- Born: Tallaght, County Dublin, Ireland
- Known for: Irish Book Award (non-fiction)

= Nicola Pierce =

Irish writer; ghost writer

Nicola Pierce is an Irish writer and ghost writer. Her 2025 book, Great Irish Wives, won the Irish Book Award for Non-Fiction in December 2025.

==Life and works==
Born in Tallaght, Dublin, Nicola Pierce attended the Presentation Schools in Terenure and got an Arts Modular degree from University College Dublin.

Her books are aimed at children and young adults. Almost all her books are historical fiction although she has been asked to write history books about some of these historical events. Her first novel ‘Spirit of the Titanic’ was selected for seven different ‘One Book One Community’ Projects. In 2014 her second novel ‘City of Fate’, about World War Two’s Battle of Stalingrad, was considered for the Warwickshire Year Nine Book Award. This novel was followed by ‘Behind the Walls’ about the 1688–89 Siege of Derry. Her 2017 novel ‘Kings of the Boyne’ was shortlisted for 2017 LAI Children’s Book Award.

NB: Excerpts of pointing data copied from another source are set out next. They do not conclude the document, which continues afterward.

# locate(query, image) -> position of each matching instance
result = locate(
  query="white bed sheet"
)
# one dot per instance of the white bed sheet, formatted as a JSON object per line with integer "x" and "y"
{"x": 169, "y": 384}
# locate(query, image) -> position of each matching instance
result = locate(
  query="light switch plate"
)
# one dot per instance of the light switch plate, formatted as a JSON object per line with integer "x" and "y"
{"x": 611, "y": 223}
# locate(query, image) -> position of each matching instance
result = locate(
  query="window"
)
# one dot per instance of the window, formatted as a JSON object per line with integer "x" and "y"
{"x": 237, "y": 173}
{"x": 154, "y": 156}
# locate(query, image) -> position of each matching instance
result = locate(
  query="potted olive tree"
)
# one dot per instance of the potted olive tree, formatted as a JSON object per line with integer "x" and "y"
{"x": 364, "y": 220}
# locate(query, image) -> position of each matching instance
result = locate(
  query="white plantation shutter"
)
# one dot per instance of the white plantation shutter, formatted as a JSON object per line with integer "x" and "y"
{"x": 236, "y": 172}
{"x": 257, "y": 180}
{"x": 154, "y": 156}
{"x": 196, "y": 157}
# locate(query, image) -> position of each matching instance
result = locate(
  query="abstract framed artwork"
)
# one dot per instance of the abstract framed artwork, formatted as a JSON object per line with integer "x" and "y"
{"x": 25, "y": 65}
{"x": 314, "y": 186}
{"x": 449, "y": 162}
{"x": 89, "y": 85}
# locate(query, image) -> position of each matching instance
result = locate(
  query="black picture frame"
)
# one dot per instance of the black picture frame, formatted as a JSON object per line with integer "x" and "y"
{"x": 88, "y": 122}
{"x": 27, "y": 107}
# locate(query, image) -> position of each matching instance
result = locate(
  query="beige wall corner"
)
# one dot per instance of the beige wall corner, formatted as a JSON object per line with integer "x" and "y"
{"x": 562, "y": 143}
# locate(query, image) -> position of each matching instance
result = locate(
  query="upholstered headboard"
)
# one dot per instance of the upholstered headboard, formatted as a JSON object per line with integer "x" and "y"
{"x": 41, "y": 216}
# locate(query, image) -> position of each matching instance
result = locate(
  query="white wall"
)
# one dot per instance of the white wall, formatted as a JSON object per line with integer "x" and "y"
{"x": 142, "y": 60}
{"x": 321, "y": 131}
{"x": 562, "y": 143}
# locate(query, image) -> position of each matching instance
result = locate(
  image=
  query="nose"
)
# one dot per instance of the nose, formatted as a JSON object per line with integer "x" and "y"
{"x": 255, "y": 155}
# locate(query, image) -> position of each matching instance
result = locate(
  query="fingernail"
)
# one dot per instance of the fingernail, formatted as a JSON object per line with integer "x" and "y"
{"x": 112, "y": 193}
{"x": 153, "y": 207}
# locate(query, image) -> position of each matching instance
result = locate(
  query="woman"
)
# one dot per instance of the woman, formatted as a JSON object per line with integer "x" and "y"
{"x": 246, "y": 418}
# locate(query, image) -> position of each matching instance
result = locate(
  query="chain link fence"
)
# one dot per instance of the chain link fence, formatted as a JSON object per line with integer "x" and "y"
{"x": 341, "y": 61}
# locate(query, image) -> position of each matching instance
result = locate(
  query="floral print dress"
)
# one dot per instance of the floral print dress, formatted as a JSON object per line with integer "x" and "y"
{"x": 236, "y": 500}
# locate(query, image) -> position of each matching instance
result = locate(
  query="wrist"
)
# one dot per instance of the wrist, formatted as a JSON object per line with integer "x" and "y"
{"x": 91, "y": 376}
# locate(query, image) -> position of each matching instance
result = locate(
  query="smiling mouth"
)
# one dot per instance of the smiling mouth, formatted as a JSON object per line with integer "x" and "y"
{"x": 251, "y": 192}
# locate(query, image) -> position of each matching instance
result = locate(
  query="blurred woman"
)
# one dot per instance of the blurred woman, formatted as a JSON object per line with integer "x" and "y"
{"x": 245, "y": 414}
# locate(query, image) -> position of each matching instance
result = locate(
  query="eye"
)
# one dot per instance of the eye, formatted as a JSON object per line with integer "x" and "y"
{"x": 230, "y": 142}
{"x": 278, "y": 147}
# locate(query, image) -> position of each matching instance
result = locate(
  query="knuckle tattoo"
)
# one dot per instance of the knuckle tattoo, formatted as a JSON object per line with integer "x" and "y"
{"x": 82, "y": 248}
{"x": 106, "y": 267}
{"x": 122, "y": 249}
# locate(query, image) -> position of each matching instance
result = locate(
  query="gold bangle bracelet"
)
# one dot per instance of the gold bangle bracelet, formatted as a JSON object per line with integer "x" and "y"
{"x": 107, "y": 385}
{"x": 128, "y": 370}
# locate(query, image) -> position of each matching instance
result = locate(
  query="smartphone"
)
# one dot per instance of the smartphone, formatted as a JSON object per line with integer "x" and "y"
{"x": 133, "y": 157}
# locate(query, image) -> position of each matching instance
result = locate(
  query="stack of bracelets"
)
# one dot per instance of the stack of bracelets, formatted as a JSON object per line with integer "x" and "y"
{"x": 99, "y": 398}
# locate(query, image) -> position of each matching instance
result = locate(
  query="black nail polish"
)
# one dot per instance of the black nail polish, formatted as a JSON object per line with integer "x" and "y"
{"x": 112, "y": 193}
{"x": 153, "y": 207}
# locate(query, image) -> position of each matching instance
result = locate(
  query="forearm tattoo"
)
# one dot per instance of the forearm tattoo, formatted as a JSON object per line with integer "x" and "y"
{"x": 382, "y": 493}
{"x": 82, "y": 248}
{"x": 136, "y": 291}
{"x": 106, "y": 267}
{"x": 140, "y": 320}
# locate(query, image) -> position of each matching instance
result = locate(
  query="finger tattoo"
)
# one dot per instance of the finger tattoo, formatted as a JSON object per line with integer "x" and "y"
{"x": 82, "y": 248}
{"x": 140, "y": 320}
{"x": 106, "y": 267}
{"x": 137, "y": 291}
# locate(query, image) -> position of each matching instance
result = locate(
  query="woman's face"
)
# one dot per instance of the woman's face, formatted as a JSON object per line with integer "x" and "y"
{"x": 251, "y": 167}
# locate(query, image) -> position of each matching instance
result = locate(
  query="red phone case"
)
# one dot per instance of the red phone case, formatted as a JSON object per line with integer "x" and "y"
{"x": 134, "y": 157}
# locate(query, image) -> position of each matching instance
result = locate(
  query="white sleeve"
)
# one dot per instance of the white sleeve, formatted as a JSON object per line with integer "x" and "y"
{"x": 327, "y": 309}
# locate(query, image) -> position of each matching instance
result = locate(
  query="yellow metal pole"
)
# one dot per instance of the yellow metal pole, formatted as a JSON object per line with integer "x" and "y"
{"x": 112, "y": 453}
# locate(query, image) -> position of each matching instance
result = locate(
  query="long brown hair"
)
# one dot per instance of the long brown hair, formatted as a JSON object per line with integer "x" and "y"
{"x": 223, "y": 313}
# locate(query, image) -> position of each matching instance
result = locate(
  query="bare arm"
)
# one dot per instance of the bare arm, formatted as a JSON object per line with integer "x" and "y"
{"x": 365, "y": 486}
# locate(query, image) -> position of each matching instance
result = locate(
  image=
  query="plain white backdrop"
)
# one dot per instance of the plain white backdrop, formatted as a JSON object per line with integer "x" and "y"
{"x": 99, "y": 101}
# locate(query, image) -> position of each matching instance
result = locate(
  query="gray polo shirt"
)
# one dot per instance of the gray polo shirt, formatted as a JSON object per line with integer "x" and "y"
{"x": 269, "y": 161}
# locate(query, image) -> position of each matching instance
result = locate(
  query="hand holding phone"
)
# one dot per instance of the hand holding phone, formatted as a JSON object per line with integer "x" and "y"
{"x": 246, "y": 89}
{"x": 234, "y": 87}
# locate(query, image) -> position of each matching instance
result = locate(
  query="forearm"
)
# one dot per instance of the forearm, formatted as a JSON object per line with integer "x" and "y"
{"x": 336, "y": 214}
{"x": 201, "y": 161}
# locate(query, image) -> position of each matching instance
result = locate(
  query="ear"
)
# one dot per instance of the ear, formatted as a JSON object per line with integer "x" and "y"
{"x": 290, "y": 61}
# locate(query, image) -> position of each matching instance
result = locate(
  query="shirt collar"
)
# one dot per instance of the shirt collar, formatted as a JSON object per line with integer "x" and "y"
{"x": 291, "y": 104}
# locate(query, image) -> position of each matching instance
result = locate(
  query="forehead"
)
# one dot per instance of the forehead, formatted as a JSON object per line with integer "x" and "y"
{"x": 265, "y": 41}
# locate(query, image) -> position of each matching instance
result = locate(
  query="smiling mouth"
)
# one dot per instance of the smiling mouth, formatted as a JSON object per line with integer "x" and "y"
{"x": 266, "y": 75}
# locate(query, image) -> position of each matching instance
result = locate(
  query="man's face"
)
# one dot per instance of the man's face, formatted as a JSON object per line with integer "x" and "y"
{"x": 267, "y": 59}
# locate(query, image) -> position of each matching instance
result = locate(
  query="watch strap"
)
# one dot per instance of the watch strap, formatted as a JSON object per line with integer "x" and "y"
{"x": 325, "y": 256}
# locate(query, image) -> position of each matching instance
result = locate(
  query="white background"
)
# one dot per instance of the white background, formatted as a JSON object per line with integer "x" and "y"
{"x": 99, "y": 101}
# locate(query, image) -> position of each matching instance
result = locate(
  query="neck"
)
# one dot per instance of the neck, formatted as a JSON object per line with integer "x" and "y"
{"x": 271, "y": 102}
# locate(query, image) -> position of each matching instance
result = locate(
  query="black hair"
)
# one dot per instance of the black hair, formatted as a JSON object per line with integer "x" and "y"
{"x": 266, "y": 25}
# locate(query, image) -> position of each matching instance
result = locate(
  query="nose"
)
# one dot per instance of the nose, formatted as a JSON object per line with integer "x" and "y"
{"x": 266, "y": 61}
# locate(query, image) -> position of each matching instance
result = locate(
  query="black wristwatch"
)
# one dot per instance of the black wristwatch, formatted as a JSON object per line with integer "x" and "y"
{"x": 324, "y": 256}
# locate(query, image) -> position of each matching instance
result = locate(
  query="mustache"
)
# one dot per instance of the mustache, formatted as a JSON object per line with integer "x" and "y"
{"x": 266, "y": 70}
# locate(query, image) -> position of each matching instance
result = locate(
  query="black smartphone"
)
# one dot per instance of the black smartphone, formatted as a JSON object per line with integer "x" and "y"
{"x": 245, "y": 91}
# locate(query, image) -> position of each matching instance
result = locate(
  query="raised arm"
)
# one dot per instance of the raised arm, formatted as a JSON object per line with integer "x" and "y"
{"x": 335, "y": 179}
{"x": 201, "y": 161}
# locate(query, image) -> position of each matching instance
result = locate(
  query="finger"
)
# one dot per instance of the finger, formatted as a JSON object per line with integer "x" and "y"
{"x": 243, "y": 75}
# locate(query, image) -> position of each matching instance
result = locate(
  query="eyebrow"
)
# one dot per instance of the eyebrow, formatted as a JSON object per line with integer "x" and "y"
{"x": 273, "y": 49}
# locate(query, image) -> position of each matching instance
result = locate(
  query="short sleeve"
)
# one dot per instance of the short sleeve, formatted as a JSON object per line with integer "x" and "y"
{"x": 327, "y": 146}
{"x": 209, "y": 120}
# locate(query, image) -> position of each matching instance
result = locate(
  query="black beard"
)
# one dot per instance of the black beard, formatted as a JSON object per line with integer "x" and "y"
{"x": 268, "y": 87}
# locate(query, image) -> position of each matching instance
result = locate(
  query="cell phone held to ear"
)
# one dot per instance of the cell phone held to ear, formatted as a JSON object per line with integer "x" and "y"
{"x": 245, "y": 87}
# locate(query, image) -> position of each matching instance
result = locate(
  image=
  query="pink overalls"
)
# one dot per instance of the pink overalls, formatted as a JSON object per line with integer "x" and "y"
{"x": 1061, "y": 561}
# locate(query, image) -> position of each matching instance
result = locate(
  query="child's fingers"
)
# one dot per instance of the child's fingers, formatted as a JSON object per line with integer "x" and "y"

In the middle of writing her fifth children’s novel, in February 2018, Pierce was diagnosed with stage 3 breast cancer, finally finishing treatment in 2019. During that time, she released the non-fiction ‘Titanic, True Stories of Her Passengers, Crew and Legacy’. Her fifth novel, about the doomed 1845 John Franklin and Captain Francis Crozier expedition to the Arctic, ‘Chasing Ghosts, An Arctic Adventure’ was finally released in March 2020.

==Bibliography==

- Behind the Walls
- City of Fate
- Kings of the Boyne
- Spirit of the Titanic
- Titanic: True Stories of her Passengers, Crew and Legacy
- Ballymena: City of the Seven Towers
- Coleraine: A Short History (Hardback)
- Lisburn: Phoenix from the Flames
- Chasing Ghosts-An Arctic Adventure

===Ghostwritten===

- I Was a Boy in Belsen
- Nobody Will Believe You
- Mother From Hell

===Anthologies===

- Reading The Future: New Writing From Ireland
- The Danger and The Glory

==Personal life==
Pierce has worked and lived in Drogheda since 2011.